Using a Template That Doesn't Match Your Practices

The PDPC's enforcement decisions repeatedly cite organisations whose privacy policies described data practices that bore no resemblance to what they actually did. A privacy policy is not just a legal formality — it is a representation of fact. If your policy says you anonymise data within 90 days but you don't, that inconsistency itself becomes an aggravating factor.

Burying the Policy Where No One Can Find It

The Accountability Obligation requires that your policy is "available" — which the PDPC interprets as reasonably easy to find. It should be linked from your website footer, your sign-up forms, and any place where you collect personal data. A policy that exists but is hidden in a PDF three clicks deep is treated as effectively non-existent.

Never Updating It

A privacy policy written in 2019 that still references your old payment processor, a cloud tool you stopped using, or data practices you changed is a liability. Each discrepancy is a potential finding during a PDPC investigation.

Building Your Policy: Practical Next Steps

Getting a PDPA-compliant privacy policy in place doesn't have to be a legal project that takes months. The process breaks down into three phases:

Phase 1 — Data mapping: Before you write a single word of policy, map what personal data you actually collect, where it comes from, where it goes, and how long you keep it. Your policy can only be accurate if you know the ground truth.

Phase 2 — Drafting: Use your data map to populate each of the eight sections above. Write in plain English — the PDPC has published guidance encouraging clear language that customers can actually understand. Avoid legalese where everyday language works just as well.

Phase 3 — Maintain it: Schedule a quarterly review and establish an internal process for flagging when new tools or workflows require a policy update.

For Singapore SMEs that want to get this right quickly — without hiring a law firm or spending weeks on internal workshops — platforms like ComplyHQ offer AI-powered compliance that handles your PDPA obligations in minutes, not weeks, including privacy policy generation that reflects your actual data practices.

A Note on the PDPC's Enforcement Approach

The PDPC does not only investigate breaches reported to it. It conducts proactive audits, responds to complaints from individuals, and monitors organisations in high-risk sectors (healthcare, financial services, retail, F&B with loyalty programmes).
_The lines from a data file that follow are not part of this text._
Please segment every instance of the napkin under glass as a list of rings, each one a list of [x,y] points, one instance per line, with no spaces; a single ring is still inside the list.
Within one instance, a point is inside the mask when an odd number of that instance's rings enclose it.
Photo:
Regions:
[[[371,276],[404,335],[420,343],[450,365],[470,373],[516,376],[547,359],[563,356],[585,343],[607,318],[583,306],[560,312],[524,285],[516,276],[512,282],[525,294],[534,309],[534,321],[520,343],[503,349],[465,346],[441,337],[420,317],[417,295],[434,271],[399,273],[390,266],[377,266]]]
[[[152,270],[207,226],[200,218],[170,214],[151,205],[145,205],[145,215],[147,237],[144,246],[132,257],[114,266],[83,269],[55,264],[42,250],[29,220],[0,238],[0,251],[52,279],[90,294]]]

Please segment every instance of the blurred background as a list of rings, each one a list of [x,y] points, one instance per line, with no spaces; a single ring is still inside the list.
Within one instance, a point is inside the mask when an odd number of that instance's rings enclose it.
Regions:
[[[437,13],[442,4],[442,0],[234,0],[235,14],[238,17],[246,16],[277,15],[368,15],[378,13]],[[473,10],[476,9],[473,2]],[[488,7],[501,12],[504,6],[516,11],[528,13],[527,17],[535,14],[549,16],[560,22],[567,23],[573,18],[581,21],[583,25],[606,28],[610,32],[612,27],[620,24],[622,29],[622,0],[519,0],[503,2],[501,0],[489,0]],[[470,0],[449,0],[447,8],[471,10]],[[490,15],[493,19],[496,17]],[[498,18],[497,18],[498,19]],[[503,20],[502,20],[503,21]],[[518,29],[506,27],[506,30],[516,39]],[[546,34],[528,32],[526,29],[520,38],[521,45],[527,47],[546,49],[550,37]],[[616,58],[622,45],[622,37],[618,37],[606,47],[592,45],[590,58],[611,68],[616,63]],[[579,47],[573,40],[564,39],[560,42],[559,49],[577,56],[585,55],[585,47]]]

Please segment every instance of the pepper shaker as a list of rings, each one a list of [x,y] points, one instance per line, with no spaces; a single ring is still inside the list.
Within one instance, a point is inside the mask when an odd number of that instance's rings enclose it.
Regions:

Smaller organisations are not immune — the PDPC has published enforcement decisions against businesses ranging from a single-outlet F&B operator to a one-person recruitment firm.

The presence of a well-maintained, accurate privacy policy is consistently cited as a mitigating factor in enforcement decisions. It signals that the organisation takes its obligations seriously, which can reduce the severity of directions or penalties.

Conversely, the absence of any policy — or a policy that clearly does not reflect the organisation's actual practices — is routinely cited as an aggravating factor.

Key Takeaways

• The PDPA applies to every Singapore business that handles personal data, regardless of size
• Your privacy policy must cover: who you are, what data you collect, why, who you share it with, overseas transfers, retention periods, and individual rights
• Copy-pasting a GDPR or foreign template is one of the most common compliance mistakes Singapore SMEs make
• The 2020 amendments increased penalties significantly and added mandatory breach notification
• Keep your policy accurate and update it whenever your data practices change — the policy-to-practice gap is a primary finding in PDPC enforcement actions

A clear, honest, up-to-date privacy policy is the foundation of PDPA compliance. It protects your customers, builds trust, and demonstrates to the PDPC that your organisation takes data protection seriously. Start with your data map, build out each section methodically, and schedule regular reviews to keep it current.